20. Il résulte de l'ensemble de ce qui précède que les conclusions à fin d'annulation de Mme A doivent être rejetées.

Sur les conclusions à fin d'injonction et sur l'application de l'article L. 761-1 du code de justice administrative :

21. Les conclusions à fin d'annulation de Mme A devant être rejetées, il s'ensuit que doivent l'être également, d'une part, ses conclusions à fin d'injonction, puisque la présente décision n'appelle ainsi aucune mesure d'exécution, et d'autre part, celles tendant à l'application des dispositions de l'article L. 761-1 du code de justice administrative ou de l'article 37 de la loi du 10 juillet 1991, ces dispositions faisant obstacle à ce que le tribunal fasse bénéficier la partie tenue aux dépens ou la partie perdante du paiement par l'autre partie des frais qu'elle a exposés à l'occasion du litige soumis au juge.

D E C I D E :

Article 1er : Mme A est admis, à titre provisoire, au bénéfice de l'aide juridictionnelle.

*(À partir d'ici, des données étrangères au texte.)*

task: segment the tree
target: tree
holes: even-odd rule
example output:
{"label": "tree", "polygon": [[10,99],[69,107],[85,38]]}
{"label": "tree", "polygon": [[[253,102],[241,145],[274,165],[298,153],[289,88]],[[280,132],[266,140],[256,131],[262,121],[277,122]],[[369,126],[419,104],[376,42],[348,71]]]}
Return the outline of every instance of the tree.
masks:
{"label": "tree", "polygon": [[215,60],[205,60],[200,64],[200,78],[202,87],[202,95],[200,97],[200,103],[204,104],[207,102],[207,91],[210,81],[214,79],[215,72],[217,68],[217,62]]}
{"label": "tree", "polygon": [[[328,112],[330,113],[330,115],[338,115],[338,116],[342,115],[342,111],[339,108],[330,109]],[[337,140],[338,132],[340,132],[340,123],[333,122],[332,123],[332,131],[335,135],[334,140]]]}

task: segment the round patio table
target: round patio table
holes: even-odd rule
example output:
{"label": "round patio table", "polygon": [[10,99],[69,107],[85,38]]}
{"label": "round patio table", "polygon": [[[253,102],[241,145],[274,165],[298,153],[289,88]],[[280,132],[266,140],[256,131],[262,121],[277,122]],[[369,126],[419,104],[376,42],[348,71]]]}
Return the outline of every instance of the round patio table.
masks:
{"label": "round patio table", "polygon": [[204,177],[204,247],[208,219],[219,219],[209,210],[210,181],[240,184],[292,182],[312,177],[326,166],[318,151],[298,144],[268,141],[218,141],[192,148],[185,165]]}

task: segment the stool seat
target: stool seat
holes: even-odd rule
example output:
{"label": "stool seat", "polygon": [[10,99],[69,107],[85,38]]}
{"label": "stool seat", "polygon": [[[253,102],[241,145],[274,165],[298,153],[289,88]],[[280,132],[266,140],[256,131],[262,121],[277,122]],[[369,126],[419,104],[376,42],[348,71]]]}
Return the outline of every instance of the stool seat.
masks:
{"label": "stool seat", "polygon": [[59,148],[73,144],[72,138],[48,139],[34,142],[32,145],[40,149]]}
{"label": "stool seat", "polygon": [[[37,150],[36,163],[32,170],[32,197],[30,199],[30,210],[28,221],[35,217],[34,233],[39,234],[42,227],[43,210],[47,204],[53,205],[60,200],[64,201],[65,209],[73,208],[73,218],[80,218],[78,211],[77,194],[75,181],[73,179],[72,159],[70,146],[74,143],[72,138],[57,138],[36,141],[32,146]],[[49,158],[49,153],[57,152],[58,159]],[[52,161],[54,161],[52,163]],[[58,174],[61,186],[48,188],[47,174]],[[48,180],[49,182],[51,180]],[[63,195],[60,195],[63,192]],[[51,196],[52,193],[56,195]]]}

Article 2 : Le surplus des conclusions de la requête de Mme A est rejeté.

Article 3 :Le présent jugement sera notifié à Mme B A et à la préfète du Rhône.

Décision rendue publique par mise à disposition au greffe le 15 juillet 2024.

Le magistrat désigné,

P. Thierry La greffière,

A. Zanon

La République mande et ordonne à la préfète du Rhône en ce qui la concerne ou à tous commissaires de justice à ce requis en ce qui concerne les voies de droit commun contre les parties privées, de pourvoir à l'exécution de la présente décision.